What does this do? As you can see, we mostly use the context... commands which are described in the cld manual. They are Lua functions which print to ConTeXt. With the list function, we start a ConTeXt table and typeset a first row with the meta information for our list. The functions for item and model do nothing more than print the argument of the connected elements as table rows and as the first table column. Things get a bit more interesting for the price function: this is where we use the power of Lua to do some easy calculations and convert the Euros to other currencies.
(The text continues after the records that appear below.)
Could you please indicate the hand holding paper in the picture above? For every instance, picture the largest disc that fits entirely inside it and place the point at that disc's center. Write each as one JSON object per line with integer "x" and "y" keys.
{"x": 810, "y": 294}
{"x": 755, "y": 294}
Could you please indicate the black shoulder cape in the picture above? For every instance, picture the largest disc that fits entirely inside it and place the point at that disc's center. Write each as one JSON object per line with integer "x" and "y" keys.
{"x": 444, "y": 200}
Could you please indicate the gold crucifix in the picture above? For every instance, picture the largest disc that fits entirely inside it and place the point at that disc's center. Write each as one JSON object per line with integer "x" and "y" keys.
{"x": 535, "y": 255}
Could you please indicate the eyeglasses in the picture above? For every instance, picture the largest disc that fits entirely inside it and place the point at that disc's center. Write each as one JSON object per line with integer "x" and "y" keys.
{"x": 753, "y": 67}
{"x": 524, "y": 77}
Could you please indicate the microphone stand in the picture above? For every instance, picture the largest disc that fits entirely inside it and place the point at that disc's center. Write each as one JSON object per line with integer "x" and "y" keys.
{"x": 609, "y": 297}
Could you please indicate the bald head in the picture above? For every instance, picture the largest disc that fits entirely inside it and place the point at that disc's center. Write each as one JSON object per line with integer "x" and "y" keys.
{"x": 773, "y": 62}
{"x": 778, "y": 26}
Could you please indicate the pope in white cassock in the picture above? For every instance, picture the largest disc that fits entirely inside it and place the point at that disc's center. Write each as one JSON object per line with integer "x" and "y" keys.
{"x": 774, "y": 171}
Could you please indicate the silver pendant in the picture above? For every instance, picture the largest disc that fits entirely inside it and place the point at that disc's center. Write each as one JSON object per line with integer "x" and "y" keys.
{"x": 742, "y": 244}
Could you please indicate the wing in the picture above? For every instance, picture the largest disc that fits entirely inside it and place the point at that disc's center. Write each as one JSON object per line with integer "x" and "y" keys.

First, we extract the content of the <price> element. We need to tell Lua that this content is not a string, but a number, hence the use of the tonumber function. Within a ConTeXt environment, we would use \xmltext{#1}{./}. The Lua equivalent is xml.text(t, "./"). Now that we have this content as a number, we can perform all kinds of arithmetic operations on it. Likewise, if it were a string, we could use Lua string manipulations on it – that's the good thing about using Lua, you have the full power of the language at your disposal. And finally, we typeset the results of our arithmetic operations in table cells.

This is just one example of what you can do with Lua. Here are a few more suggestions for things which are easier to do in Lua than in pure ConTeXt:

If you want to format your numbers to make the table easier to understand, you could use the Lua string.format function, e.g.

price = string.format("%08d", price)

which will left-pad your price with 0s.

Another easy thing is string manipulation (OK, the example is very silly, but you see what is meant):

function xml.functions.model(t)
 model_name = xml.text(t, "./")
 model_name = model_name:gsub("o", "x")
 context.bTD()
 context(model_name)
 context.eTD()
end

But where Lua really shines is when it comes to constructions such as loops and conditionals. Here is an easy example for a conditional:

 local price = tonumber(xml.text(t, "./"))
 context.bTD()
 if price > 50000 then
  context.color( { "red" }, price)
 else
  context(price)
 end

Have fun finding more ways to do interesting things with Lua and xml!